The government is to reassess the scheme next year, so brokers must make sure they are heard
Regulation tops today’s news agenda, with the very welcome news that the long-delayed review of the Financial Services Compensation Scheme is set to start again next year.
About time too. For too long, the government has been prevaricating, saying that a review of the scheme cannot take place until a wider review of compensation schemes at a European level is completed. How long will that take? How long is a piece of string?
A unified front
At the moment, general insurance brokers are lumped in with banks and other advisers that mis-sold PPI, meaning they are picking up the spiralling bills for the mis-selling of a product that most of them never touched. For this reason, brokers have seen their already heavy regulation bills double and even triple in some cases.
So it’s very welcome news that the government is going to reopen the review and consult with the industry in the first half of 2012. During that period, it will be more important than ever that the industry presents a strong, coherent and unified front.

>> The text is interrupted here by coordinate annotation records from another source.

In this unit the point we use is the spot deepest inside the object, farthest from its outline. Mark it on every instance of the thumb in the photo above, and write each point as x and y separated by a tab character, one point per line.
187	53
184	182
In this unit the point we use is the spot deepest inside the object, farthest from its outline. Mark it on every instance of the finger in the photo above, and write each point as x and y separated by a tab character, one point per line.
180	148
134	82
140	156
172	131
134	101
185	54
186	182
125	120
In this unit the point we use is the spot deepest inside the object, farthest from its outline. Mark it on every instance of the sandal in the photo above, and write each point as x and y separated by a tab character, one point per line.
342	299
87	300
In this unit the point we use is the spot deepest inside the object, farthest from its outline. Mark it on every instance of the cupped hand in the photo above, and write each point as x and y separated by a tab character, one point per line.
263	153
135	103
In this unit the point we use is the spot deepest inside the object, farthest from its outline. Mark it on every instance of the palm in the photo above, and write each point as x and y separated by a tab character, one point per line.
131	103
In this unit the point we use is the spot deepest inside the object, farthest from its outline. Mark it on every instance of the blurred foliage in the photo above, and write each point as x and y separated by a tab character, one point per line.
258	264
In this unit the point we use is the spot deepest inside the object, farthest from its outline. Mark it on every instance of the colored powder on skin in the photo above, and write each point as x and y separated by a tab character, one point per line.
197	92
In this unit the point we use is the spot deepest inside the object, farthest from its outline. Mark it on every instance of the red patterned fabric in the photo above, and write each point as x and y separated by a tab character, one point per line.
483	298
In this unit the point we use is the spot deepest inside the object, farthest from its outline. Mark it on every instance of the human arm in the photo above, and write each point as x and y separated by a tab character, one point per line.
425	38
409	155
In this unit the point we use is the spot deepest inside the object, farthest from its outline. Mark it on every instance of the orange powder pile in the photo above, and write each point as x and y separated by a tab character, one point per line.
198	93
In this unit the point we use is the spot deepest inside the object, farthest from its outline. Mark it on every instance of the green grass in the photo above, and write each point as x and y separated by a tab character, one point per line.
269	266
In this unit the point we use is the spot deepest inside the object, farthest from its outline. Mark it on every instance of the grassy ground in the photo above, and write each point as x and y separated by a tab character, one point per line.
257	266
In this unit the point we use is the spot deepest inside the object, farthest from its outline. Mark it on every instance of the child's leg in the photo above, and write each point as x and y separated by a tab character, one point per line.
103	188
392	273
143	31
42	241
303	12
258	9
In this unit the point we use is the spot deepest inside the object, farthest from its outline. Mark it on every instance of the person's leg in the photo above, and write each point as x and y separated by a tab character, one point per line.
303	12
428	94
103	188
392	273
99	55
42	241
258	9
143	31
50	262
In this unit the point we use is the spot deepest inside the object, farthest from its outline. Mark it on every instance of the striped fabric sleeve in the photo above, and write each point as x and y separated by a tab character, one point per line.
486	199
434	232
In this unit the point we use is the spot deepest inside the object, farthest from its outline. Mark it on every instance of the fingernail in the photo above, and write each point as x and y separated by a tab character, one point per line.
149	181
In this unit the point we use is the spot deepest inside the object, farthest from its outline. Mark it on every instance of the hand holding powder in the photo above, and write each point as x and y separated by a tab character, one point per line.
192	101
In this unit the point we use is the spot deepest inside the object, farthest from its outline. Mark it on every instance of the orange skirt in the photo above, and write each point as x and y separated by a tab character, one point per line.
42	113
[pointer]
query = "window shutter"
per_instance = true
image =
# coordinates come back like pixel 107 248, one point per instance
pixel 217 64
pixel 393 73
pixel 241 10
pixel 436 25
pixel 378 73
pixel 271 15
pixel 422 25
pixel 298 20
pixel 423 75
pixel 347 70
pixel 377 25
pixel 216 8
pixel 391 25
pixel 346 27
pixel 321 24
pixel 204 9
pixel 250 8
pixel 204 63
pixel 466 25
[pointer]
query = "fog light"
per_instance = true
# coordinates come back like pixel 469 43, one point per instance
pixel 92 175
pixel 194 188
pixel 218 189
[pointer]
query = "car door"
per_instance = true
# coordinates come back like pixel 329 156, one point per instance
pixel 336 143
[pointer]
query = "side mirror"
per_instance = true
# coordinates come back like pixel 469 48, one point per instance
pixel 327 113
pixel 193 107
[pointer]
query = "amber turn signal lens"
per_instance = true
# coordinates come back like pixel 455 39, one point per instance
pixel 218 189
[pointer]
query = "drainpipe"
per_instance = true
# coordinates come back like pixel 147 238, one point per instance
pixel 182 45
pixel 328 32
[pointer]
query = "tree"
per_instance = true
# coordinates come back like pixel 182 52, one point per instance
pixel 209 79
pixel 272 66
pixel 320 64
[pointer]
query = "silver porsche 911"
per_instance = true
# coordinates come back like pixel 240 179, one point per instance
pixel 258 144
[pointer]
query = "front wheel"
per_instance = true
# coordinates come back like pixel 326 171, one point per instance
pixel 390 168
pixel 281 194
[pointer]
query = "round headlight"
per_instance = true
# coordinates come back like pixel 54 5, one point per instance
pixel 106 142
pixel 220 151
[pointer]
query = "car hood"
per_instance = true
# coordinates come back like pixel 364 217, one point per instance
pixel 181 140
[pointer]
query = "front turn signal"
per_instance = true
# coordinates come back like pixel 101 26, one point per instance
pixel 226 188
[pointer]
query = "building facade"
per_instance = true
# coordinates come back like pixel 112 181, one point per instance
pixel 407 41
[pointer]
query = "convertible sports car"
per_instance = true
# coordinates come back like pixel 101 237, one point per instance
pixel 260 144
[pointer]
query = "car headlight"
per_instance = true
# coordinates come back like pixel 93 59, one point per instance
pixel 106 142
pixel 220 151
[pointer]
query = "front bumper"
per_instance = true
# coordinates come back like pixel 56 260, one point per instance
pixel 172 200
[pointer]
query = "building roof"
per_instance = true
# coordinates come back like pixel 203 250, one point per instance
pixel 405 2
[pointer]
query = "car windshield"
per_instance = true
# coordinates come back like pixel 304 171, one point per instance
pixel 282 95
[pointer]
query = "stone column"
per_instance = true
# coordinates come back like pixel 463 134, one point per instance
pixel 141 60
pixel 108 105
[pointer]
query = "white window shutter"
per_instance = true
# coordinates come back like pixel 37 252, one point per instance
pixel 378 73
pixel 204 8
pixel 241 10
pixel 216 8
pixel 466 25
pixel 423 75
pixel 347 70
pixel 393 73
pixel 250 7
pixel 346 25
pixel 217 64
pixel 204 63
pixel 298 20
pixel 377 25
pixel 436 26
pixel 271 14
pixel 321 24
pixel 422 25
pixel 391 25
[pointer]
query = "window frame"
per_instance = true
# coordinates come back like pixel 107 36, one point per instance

No doubt Biba, IIB and other bodies will start work immediately on their all-important contributions to the consultation. Insurance Times will continue its Fair Fees campaign, and brokers should start assembling the necessary evidence. The more that can be put to the consultation, the stronger the case will be and the greater the industry’s chance of overturning this injustice once and for all.
Motor must clean up
The FSCS shows only too clearly the cost of regulation. So Jack Straw’s warning that the motor industry could be forced to have its own, separate regulator should be heeded well.
Unless the industry - and that means claims companies and lawyers as well as insurers - cleans up its own house, the government will step in. And that will mean more headaches for everyone involved.